There's a recent history of genre shows featuring the type of female characters that fans want to see more of: Orphan Black's Tatiana Maslany finally received an Emmy for her brilliant portrayals of multiple clones, while Mr. Robot's sharp women characters—hackers Darlene (Carly Chaikin) and Trenton (Sunita Mani), and FBI agent Dominique Dipierro (Grace Gummer)—played a part in the show receiving critical acclaim. However, these breakout shows do still mostly feature white actors—but a few of them are working hard to remedy this lack of diversity.
Over the past few months, fantasy and science-fiction TV shows have gifted viewers with three new leading heroines whose ethnicities are fiercely underrepresented in Hollywood. There's Sleepy Hollow's new lead, Indian American actress Janina Gavankar; Emerald City has cast a Latina Dorothy with Mexican American actress Adria Arjona; and SyFy's The Expanse has established a fan favorite in its Martian character Bobbie Draper, played by Polynesian actress Naren Shankar.
When FOX's Sleepy Hollow first graced screens in 2013, it had one of the most racially diverse casts on television. At least half of its characters were portrayed by actors of color, including Orlando Jones, John Cho, and Nicole Beharie as co-lead Lieutenant Abbie Mills. However, over the last few seasons, Mills has become more of a sidekick to Ichabod Crane (Tom Mison), the storylines focusing more on Crane's past while leaving Mills out of the loop. During the show's third season last year, she was stuck in a sort of purgatory for several episodes, and behind-the-scenes tension ultimately led to Beharie's departure.
Many fans were angry, and there was concern that the most recent season would essentially become "The Ichabod Crane Show." But Gavankar's Diana Thomas has proved herself the show's real star. The character—an agent from the Department of Homeland Security—has become essential to the show's narrative, and Gavankar's emotional acting has added depth to the show itself.
NBC's Emerald City had a rougher start than Sleepy Hollow did, but Arjona's Dorothy is far from the version of the character that Judy Garland played: She's a little older than previous iterations (at the ripe old age of 20), and in her previous life, she was a cop, which means she can handle herself in dire situations. (In this latest The Wizard of Oz retelling, the Witch of the East's death was no accident, as Dorothy used her wits to help her escape the witch's wrath.) The show has gone as far as to directly acknowledge Dorothy's Hispanic background, instead of leaving her ambiguously brown.
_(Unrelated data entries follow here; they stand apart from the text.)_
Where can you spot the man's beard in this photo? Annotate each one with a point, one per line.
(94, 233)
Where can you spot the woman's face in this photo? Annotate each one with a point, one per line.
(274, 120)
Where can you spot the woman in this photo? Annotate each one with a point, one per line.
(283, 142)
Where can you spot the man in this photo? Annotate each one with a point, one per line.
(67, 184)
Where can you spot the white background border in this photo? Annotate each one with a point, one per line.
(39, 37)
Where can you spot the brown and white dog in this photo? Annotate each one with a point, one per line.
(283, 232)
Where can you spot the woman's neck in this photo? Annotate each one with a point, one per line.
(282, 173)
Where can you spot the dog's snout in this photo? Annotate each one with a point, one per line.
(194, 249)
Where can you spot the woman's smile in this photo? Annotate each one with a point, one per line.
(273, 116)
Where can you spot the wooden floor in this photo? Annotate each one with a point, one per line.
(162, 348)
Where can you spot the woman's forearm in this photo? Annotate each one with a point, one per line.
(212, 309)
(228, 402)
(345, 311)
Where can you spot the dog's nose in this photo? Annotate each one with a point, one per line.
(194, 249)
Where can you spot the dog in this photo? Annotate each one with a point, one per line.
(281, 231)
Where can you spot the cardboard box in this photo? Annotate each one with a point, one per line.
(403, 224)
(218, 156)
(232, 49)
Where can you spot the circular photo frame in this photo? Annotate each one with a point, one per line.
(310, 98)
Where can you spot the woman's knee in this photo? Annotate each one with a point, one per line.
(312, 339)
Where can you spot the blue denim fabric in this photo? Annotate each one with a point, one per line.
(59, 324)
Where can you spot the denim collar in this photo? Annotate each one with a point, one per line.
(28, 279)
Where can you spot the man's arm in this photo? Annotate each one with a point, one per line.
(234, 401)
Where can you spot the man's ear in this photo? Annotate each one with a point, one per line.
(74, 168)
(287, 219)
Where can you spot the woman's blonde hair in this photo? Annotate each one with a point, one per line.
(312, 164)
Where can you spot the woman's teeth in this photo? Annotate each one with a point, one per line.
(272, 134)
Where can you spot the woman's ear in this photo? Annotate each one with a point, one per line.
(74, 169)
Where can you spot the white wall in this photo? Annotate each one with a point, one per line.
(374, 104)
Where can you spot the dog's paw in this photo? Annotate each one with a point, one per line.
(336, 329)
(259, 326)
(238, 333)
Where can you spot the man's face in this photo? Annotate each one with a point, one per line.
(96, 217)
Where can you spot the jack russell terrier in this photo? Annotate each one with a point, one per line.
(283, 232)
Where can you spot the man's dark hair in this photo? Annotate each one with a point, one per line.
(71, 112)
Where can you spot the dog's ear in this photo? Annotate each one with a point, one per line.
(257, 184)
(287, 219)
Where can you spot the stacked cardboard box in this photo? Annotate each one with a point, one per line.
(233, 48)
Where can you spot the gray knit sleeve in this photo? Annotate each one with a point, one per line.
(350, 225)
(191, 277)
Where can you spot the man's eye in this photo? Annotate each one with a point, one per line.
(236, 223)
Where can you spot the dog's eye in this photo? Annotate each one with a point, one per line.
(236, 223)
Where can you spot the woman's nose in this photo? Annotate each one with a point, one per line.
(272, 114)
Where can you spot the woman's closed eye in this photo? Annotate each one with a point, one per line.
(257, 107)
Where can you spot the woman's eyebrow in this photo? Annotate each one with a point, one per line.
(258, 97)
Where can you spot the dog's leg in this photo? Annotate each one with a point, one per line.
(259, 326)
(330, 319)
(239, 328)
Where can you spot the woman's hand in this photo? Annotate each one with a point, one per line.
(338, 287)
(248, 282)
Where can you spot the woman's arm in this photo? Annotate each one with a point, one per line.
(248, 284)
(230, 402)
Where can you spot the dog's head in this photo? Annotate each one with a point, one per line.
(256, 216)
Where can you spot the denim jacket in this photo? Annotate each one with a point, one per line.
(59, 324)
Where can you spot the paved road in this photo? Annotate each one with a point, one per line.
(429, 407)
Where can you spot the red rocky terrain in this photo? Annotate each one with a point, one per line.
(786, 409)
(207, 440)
The Expanse, on the other hand, had already featured actresses of color in its first season, including Iranian American actress Shohreh Aghdashloo and black actress Dominique Tipper. This season, the writers introduced the Martian faction through the eyes of Roberta "Bobbie" Draper, a strong and smart Gunnery Sergeant in the Martian marines. The character is Polynesian in the book series the show is based on, and actress Frankie Adams is of Samoan heritage. Within the first few episodes of the season, we see her not only as a leader of a group of testy marines, but also as the one questioning the higher-ups of the Martian military.
Each of these roles given to women of color help normalize the idea that anyone can be a hero. The entertainment industry as a whole is becoming more diverse, but it still has a long way to go—so it's good to see that television is taking extra steps to be more ethnically diverse. Over the last few years we've seen the realness in familial comedies about people of color like Black-ish, Fresh off the Boat, and Jane the Virgin, but seeing women of color as heroines is inspiring in a different way—especially to those who feel like their representation is severely lacking.